The International Monetary Fund (IMF) finally seems to be seeing sense on crypto and realising it is already becoming a major force in the global financial system and is the future of finance.
The Washington-based UN agency has admitted this week that in recent years crypto assets have gone from being “niche products” to having more of a mainstream influence.
In a new report, officials noted that crypto assets have decisively shifted away from being assets without much impact to the wider public to ones used for investments, hedges against weak currencies, and as payment instruments.
This is a big deal.
The fact that such an influential global financial agency as the IMF is finally getting on board is an important step towards universal credibility, legitimacy and mass adoption of cryptocurrencies.
It’s especially important as the IMF has not always been on the right side of history with crypto assets. Indeed, it has appeared that it has been almost frightened of the inevitable future of finance.
Last year, the IMF demanded that El Salvador, which became the first country to adopt Bitcoin as legal tender, abandon the plans.
As I said at the time, “the IMF asking a pioneering sovereign nation to drop a future-focused financial policy that attempts to bring it out of financial instability and a reliance on another country’s currency shows the institution to be outdated.
“Why do they continue to want to pile on debts to poorer countries that they know are unlikely to be able to repay using traditional currencies? Is the IMF worried about the domino effect of nation-state adoption that might weaken their dominant global influence?
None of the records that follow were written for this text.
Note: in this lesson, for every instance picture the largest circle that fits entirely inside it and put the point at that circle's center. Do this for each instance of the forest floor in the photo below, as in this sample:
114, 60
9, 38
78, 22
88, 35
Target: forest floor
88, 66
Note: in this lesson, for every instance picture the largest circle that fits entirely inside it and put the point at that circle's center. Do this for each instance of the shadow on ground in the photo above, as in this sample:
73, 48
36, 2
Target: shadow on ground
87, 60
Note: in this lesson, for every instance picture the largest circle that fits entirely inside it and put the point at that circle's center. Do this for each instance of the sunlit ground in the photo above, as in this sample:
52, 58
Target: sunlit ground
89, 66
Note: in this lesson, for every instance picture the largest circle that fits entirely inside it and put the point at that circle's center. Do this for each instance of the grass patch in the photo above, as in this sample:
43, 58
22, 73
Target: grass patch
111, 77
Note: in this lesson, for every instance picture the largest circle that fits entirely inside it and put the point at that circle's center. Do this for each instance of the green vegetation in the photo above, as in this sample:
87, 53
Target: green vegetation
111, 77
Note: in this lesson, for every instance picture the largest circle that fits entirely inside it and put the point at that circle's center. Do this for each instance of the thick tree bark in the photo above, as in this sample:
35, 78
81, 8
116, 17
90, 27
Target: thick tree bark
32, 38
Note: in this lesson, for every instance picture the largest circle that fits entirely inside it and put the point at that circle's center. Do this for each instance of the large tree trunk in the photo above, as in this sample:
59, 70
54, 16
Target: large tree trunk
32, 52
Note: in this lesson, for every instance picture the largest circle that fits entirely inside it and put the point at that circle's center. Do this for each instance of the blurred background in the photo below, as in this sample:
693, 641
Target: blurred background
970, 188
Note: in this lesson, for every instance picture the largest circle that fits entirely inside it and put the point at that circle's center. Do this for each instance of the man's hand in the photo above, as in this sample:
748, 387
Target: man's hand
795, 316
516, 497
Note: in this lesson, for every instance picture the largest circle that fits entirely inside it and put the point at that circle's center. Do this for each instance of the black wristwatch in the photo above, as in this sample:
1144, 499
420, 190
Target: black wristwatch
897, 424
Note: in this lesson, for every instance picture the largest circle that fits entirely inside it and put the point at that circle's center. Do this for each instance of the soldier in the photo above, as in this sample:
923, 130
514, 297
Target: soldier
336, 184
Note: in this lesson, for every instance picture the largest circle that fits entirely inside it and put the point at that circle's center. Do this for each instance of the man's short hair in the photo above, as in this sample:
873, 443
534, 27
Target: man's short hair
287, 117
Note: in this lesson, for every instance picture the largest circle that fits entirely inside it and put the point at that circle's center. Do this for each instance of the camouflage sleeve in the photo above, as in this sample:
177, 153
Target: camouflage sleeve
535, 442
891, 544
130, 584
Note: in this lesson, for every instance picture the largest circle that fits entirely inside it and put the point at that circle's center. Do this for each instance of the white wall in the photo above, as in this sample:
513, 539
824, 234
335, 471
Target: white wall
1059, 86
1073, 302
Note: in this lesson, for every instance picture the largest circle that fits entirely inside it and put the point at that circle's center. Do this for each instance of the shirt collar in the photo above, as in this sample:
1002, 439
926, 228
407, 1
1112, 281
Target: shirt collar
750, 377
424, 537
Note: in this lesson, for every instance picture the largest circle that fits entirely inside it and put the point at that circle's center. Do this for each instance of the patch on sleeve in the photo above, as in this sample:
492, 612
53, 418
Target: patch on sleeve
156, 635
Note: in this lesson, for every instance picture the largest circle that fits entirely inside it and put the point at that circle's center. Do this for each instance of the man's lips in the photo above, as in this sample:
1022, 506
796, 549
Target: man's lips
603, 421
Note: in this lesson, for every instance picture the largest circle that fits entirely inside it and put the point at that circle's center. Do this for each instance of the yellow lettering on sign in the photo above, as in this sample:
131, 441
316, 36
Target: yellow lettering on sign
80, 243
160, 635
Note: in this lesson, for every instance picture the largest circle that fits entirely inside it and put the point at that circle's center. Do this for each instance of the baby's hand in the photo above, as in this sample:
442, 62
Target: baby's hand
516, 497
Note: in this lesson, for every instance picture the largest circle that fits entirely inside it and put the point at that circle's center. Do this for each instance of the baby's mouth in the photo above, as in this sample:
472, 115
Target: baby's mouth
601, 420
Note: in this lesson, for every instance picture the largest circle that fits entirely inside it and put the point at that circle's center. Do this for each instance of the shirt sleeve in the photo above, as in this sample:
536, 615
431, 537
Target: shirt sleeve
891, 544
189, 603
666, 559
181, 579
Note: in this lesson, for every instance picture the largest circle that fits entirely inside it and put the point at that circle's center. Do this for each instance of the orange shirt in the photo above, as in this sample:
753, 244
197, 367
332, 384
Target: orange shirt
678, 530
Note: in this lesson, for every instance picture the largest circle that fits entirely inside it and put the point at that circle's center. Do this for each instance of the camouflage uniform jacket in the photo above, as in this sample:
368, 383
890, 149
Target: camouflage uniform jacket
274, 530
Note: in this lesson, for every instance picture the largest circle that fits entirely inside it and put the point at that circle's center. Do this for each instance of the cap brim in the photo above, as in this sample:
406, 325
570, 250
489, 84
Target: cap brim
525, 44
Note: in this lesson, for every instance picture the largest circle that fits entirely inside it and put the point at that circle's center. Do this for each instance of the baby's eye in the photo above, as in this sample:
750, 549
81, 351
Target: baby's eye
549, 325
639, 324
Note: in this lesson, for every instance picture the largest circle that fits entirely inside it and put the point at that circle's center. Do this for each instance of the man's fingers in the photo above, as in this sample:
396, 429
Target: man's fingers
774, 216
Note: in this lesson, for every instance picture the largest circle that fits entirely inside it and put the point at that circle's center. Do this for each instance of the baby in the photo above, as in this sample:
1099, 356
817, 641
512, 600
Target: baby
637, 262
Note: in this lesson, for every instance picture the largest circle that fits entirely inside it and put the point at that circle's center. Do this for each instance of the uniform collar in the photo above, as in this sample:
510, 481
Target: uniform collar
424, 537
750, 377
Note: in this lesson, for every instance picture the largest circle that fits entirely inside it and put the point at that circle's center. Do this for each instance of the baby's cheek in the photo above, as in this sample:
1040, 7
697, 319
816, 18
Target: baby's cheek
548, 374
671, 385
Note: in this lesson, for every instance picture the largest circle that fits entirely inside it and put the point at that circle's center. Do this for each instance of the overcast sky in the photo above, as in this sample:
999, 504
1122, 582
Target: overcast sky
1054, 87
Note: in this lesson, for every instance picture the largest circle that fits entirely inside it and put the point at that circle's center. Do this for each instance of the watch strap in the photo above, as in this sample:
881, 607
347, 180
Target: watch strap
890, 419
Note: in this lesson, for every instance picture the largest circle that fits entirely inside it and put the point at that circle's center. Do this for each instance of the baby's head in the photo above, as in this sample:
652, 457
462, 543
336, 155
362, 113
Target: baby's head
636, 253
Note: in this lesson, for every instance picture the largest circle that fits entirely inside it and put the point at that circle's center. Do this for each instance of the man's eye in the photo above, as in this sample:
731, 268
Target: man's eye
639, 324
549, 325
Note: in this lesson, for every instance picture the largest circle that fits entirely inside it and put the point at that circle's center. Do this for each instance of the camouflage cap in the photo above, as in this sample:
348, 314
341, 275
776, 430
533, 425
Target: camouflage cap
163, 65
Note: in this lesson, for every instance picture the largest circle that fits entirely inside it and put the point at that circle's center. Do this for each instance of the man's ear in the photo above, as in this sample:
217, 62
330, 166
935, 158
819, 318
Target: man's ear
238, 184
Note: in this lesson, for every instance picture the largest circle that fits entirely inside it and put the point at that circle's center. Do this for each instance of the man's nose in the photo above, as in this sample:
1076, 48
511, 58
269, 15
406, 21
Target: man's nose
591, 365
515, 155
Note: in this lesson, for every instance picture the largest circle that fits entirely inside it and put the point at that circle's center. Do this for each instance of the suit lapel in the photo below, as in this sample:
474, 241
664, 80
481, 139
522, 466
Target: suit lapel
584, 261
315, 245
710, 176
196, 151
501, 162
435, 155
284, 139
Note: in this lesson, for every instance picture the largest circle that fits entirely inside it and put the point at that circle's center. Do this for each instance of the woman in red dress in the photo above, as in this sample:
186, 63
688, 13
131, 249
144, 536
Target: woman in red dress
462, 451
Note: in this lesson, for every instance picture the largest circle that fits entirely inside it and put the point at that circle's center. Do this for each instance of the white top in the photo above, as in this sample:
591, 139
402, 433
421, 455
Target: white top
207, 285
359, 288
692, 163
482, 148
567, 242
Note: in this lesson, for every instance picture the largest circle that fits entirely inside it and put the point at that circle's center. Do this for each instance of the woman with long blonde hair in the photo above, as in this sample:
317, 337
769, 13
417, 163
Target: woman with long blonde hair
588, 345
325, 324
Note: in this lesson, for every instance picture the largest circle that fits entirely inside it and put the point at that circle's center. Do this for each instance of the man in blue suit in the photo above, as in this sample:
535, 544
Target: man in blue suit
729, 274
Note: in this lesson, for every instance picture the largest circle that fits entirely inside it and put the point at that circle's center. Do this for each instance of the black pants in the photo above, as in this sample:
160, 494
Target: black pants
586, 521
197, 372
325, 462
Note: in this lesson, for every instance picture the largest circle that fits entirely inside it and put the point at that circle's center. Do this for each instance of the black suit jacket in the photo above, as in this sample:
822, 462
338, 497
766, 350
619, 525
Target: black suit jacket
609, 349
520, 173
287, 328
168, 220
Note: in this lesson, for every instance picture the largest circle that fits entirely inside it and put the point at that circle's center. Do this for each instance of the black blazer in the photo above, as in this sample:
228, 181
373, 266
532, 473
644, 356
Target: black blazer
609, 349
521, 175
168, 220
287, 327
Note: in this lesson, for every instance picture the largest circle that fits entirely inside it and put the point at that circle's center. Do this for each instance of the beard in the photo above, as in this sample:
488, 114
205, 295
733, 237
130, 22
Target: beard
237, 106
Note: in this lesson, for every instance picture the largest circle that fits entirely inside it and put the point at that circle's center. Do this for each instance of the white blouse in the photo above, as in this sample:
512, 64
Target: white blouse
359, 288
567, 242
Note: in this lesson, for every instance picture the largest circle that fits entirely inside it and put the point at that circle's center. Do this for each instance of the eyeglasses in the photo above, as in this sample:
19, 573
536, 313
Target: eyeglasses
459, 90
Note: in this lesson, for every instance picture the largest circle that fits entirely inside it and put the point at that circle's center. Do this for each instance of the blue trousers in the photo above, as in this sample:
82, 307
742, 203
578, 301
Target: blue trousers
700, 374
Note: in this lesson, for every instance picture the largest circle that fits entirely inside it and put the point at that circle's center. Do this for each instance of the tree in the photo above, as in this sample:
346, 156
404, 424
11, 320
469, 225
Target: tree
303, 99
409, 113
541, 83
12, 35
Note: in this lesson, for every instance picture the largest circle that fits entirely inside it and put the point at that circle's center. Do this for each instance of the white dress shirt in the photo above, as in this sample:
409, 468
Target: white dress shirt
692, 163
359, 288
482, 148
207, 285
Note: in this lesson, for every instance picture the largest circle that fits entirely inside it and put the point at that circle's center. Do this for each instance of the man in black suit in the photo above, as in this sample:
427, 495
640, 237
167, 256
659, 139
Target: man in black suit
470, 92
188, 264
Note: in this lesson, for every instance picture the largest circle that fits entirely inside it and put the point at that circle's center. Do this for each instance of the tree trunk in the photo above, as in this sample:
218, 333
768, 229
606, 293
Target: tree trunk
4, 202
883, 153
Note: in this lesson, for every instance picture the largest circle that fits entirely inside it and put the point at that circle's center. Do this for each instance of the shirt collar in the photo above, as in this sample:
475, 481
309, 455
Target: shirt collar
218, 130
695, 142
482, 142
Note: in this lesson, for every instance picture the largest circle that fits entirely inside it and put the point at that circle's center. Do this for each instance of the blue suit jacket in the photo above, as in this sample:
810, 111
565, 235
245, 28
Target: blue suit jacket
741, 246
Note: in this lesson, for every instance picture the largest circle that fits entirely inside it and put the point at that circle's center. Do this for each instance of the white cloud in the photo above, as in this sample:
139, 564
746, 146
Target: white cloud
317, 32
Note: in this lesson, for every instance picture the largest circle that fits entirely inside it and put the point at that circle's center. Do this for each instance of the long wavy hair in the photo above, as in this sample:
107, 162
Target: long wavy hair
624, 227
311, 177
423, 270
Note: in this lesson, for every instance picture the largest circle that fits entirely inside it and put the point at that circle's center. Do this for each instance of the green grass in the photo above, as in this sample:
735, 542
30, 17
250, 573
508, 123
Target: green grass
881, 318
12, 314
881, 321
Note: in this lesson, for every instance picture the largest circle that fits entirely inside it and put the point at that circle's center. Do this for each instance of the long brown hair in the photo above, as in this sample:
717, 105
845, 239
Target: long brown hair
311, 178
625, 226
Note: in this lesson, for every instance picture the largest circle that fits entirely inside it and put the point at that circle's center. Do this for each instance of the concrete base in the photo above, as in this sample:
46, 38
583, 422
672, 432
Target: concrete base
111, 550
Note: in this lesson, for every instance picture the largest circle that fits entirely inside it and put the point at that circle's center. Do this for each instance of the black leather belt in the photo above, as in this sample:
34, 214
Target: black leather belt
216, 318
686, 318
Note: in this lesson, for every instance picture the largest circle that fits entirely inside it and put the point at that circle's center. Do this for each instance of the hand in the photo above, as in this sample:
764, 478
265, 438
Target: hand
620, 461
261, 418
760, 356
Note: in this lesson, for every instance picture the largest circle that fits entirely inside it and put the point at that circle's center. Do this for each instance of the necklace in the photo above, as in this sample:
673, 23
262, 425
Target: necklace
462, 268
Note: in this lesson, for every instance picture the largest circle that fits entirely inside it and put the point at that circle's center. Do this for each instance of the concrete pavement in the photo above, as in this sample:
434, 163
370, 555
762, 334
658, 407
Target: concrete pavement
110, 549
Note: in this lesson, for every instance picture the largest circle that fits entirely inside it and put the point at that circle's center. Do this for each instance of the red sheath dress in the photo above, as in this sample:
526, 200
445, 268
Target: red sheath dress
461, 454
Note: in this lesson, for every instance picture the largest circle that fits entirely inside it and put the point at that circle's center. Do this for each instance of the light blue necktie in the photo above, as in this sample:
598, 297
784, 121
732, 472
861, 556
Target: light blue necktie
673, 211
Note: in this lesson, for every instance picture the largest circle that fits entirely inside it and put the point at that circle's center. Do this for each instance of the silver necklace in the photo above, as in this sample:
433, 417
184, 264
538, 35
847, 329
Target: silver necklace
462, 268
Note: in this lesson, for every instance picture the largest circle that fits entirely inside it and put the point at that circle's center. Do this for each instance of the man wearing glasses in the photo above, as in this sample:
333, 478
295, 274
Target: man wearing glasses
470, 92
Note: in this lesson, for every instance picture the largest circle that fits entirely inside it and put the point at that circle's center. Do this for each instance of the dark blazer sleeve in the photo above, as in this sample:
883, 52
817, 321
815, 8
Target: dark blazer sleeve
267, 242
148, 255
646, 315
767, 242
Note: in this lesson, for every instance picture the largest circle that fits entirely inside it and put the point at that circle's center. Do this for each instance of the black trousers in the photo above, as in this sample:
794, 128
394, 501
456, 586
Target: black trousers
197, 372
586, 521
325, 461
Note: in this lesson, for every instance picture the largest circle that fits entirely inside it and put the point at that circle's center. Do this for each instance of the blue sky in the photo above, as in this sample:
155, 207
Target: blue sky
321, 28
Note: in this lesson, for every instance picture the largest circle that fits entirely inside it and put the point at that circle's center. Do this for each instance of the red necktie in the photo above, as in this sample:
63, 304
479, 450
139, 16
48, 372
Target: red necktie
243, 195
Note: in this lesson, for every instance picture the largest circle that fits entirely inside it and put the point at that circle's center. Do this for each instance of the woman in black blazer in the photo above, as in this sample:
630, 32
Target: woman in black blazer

If so, is this a warning shot to those countries?”
The recent apparent u-turn on cryptocurrencies from the Fund is, then, to be championed.
I’m also wholeheartedly supporting the IMF’s calls in this report for regulation of the crypto market. It’s something I have been urging for many years.
As digital currencies, including Bitcoin, are set to play an ever greater role in the international financial system, they must be held to the same regulatory scrutiny as other parts of the system.
The IMF might have been late to the party, but better late than never.